U.S. Attorney Melinda Haag commented on the matter:
“By these agreements, we demonstrate again that we will remain vigilant to ensure the security of and prevent the misuse of the financial markets. Ripple Labs Inc. and its wholly-owned subsidiary both have acknowledged that digital currency providers have an obligation not only to refrain from illegal activity, but also to ensure they are not profiting by creating products that allow would-be criminals to avoid detection. We hope that this sets an industry standard in the important new space of digital currency.”
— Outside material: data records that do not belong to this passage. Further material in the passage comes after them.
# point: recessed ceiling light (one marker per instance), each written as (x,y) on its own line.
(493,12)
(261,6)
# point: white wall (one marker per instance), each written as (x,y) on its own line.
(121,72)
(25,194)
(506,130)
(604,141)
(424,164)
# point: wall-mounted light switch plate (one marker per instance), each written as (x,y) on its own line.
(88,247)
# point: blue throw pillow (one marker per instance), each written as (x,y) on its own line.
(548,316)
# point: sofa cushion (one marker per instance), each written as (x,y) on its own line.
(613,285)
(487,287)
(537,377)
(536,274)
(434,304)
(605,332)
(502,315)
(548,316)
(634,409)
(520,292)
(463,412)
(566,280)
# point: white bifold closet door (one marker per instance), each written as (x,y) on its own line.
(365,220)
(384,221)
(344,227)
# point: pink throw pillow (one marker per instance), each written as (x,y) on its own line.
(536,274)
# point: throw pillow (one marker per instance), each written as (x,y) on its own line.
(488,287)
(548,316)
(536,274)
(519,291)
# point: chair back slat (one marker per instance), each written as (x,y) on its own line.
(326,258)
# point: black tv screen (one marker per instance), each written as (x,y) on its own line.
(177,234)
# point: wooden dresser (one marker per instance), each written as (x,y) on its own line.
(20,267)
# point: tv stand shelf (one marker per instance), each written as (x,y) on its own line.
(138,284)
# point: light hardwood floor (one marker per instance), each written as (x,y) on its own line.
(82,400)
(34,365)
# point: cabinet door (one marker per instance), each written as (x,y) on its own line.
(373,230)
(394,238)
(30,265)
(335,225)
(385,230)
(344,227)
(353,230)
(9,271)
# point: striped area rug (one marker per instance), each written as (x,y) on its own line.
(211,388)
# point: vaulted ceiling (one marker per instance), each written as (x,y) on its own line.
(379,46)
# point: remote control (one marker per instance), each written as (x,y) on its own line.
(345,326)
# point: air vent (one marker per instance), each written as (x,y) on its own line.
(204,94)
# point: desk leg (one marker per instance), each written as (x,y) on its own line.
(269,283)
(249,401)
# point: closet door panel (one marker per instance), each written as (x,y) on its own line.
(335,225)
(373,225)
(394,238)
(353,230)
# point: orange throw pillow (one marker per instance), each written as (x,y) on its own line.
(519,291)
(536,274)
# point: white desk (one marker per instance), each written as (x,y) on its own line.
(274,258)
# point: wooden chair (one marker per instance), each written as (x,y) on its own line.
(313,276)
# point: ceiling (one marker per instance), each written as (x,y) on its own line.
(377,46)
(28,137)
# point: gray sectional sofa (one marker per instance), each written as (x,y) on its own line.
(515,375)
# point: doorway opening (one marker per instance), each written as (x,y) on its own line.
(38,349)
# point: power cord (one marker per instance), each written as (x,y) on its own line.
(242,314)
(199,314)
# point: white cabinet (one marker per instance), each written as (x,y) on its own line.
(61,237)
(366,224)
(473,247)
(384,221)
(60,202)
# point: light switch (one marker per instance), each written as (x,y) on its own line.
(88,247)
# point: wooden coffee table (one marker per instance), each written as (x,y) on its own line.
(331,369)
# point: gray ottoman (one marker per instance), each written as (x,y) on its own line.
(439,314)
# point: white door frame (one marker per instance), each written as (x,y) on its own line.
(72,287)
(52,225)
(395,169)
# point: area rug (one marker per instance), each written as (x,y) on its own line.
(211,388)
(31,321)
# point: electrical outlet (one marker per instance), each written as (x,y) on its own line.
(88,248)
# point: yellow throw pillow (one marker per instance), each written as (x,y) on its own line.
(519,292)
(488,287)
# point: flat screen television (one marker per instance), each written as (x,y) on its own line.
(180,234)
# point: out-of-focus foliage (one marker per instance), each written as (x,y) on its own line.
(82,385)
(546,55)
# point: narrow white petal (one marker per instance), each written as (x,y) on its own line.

Reports indicated the Ripple ignored know your customer requirements (KYC) when dealing with customers, most notably when the company sold $250,000 in XRP Roger Ver, who is also an investor in Ripple Labs. The FinCEN document outlined failure to file suspicious activity reports (SARs) despite being required to do so in multiple instances.
FinCEN Director Jennifer Calvery said that these events should serve as a reminder that all US-based digital currency businesses must comply with AML regulations. She also stated:
“Innovation is laudable but only as long as it does not unreasonably expose our financial system to tech-smart criminals eager to abuse the latest and most complex products.”
Ripple Labs has agreed to resolve a criminal investigation in exchange for substantial remedial measures, part of which requires Ripple to migrate a portion of the virtual currency management to a separate legal entity.
The agreement also outlined modifications to the Ripple Protocol including:
- reporting regarding any counterparty using the Ripple protocol
- reporting as to the flow of funds within the Ripple protocol
- reporting regarding the degree of separation
Ripple spokesperson Monica Long stressed that the company does not believe it ‘willfully engaged’ in criminal behavior and instead saw the fines as the difficulties of running a business in an emerging field such as digital money. Long added:
“Ripple Labs was one of the first to proactively build out a compliance and risk program … Ripple is infrastructure technology for banks to build compliant payment networks. The settlement announced today does not impede our ability to execute on those bank integrations.”
The financial and legal penalties put forth by FinCEN deal a serious blow to the growth of Ripple’s virtual currency network. However, it is clear that financial enforcement agencies remain vigilant and this latest shakedown may prove a benchmark example of how government agencies are keeping a closer eye on the emerging virtual currency market.